There’s no shortage of dire warnings about the dangers of artificial intelligence these days.

Modern prophets, such as physicist Stephen Hawking and investor Elon Musk, foretell the imminent decline of humanity. With the advent of artificial general intelligence and self-designed intelligent programs, new and more intelligent AI will appear, rapidly creating ever smarter machines that will, eventually, surpass us.

When we reach this so-called AI singularity, our minds and bodies will be obsolete. Humans may merge with machines and continue to evolve as cyborgs.

Is this really what we have to look forward to?

Not really, no.

AI, a scientific discipline rooted in computer science, mathematics, psychology, and neuroscience, aims to create machines that mimic human cognitive functions such as learning and problem-solving.

Since the 1950s, it has captured the public’s imagination.

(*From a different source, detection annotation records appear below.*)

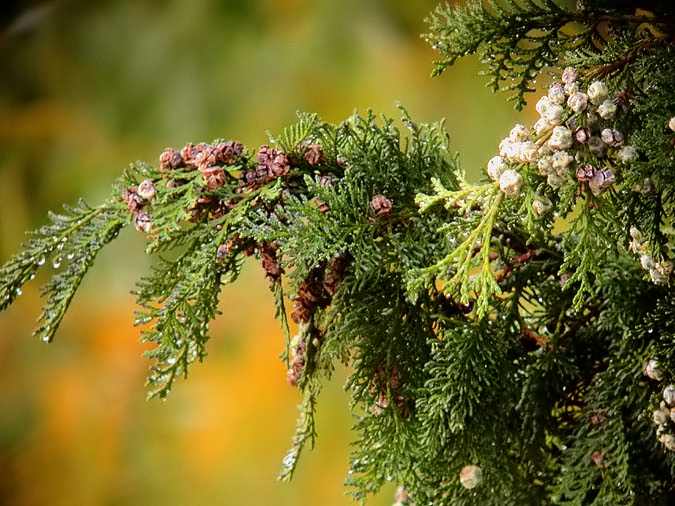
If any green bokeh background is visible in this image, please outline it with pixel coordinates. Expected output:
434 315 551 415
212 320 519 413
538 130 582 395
0 0 527 506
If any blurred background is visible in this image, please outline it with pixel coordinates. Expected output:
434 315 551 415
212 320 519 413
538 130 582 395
0 0 527 506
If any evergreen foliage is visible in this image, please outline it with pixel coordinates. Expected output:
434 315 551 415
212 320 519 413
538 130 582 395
0 0 675 506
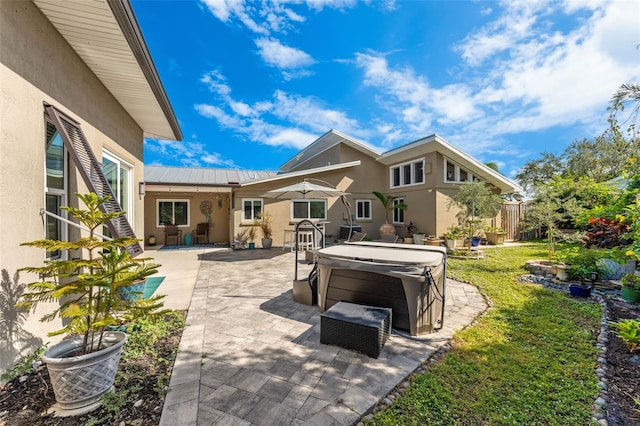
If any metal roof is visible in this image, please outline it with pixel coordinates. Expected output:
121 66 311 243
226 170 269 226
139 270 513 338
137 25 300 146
33 0 182 140
144 166 278 186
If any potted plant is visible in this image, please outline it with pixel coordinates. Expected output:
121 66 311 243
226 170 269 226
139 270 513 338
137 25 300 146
448 182 502 247
373 191 408 238
444 225 462 250
18 193 163 415
233 229 247 250
404 221 418 244
484 226 507 246
256 212 273 249
247 226 257 250
620 272 640 303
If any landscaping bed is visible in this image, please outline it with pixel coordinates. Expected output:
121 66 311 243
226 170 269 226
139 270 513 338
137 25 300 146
0 312 184 426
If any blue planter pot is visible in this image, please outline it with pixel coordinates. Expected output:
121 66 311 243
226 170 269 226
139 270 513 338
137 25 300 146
569 284 591 297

But, historically speaking, AI’s successes have often been followed by disappointments – caused, in large part, by the inflated predictions of technological visionaries.

In the 1960s, one of the founders of the AI field, Herbert Simon, predicted that “machines will be capable, within twenty years, of doing any work a man can do.” (He said nothing about women.)

Marvin Minsky, a neural network pioneer, was more direct, “within a generation,” he said, “… the problem of creating ‘artificial intelligence’ will substantially be solved.”

But it turns out that Niels Bohr, the early 20th century Danish physicist, was right when he (reportedly) quipped that, “Prediction is very difficult, especially about the future.”

Today, AI’s capabilities include speech recognition, superior performance at strategic games such as chess and Go, self-driving cars, and revealing patterns embedded in complex data.

These talents have hardly rendered humans irrelevant.

Chinese Go player Ke Jie reacts during his second match against Google’s artificial intelligence program. May 25 2017.

But AI is advancing. The most recent AI euphoria was sparked in 2009 by much faster learning of deep neural networks.

Artificial intelligence consists of large collections of connected computational units called artificial neurons, loosely analogous to the neurons in our brains. To train this network to “think,” scientists provide it with many solved examples of a given problem.